L’art Pour L’art

It’s always important to recapitulate, relearn, and refocus. So let’s take a moment to do that.

–Remember the Storm-Born Saints? The Romantics exist as prime examples of the  effects of revolution; that is, the collateral effects of it as well as the direct.

–Think about Wordsworth. He believed in the innocence of the child’s imagination, the innocence of the rustic civilization, the importance of the common individual.

–Primary and Secondary Imagination according to Coleridge, the sensory perceptions of everyday life (Primary) and the recollected perceptions from “the well” (Secondary).

–Go get bored! Inspiration comes while in a tranquil setting, taking from our well of perceptions.

–Turn off your cell! Remember Coleridge’s problem: he didn’t find a truly tranquil place to recall his dream and was interrupted in the middle of creation.

–” ‘Beauty is truth, truth beauty,–that is all / Ye know on earth, and all ye need to know.’ ”

–Last, but most importantly, tie it all together with the paradigm of P.A.I.N., that, as it has been said, all  art is caused by some sort of Pain; the Romantics’ art is no different. The tropes, even the fuel, of their poetry is primitivism, the relationship of art and the artist, the individual, and nature.
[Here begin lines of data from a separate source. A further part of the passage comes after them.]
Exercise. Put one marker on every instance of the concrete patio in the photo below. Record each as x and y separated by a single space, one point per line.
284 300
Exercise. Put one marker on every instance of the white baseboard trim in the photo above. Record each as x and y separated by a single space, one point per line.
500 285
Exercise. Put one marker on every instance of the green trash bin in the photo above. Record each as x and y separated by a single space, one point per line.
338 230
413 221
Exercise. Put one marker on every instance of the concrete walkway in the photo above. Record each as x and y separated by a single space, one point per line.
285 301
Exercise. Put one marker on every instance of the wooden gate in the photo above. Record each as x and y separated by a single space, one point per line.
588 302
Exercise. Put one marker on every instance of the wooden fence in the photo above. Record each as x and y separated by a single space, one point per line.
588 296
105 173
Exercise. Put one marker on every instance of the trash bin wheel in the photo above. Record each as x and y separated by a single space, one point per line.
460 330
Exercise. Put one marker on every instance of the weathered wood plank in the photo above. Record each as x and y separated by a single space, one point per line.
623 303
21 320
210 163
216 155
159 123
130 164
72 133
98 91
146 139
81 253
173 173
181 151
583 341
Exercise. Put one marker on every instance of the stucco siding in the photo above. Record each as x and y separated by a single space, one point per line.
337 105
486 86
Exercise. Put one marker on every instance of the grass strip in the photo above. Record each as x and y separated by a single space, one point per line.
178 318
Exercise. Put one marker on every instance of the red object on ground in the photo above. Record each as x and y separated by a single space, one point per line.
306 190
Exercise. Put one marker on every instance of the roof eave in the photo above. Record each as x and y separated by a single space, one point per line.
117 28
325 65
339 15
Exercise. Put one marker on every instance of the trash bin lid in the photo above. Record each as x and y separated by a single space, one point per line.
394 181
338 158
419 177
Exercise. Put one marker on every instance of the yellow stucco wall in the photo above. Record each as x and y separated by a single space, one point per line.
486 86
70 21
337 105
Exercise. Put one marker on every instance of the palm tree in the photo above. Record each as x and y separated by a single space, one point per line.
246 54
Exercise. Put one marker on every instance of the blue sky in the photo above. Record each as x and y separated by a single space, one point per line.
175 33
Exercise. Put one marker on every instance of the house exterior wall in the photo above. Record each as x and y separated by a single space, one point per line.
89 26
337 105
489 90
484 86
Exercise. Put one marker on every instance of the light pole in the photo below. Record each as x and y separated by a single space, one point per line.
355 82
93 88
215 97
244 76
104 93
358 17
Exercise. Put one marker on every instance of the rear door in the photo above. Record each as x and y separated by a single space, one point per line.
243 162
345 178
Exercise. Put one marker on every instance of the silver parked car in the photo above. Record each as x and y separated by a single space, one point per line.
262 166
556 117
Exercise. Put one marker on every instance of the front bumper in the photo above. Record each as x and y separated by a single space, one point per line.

So, I was just kidding about the whole Beautiful and Sublime thing. Let’s get practical.

It’s a platitude to say something such as, “We should learn that we’re not so different from these guys.” Rather, in considering the Romantics, we should take from their respect of the Beautiful–and not that the poetic object is always beautiful. The Beauty is seen in that poetry is art. Aesthetics such as Harold Bloom see similarly to the Romantics in this way. Seeing poetry–and consequently, all art–as beautiful because of itself leads us to what Tolstoy says of Art in “What is Art?” that Art is based upon an individual’s ability to receive and experience the emotions of another individual–almost as if going through the exact same experience that first caused the emotions.

Isn’t this exactly what Wordsworth, Coleridge, and the others were saying? That each of us creates art when we sit back and think about our experiences and decide to express them to another, no matter what medium it is. As Tolstoy says, Art is “infectious.”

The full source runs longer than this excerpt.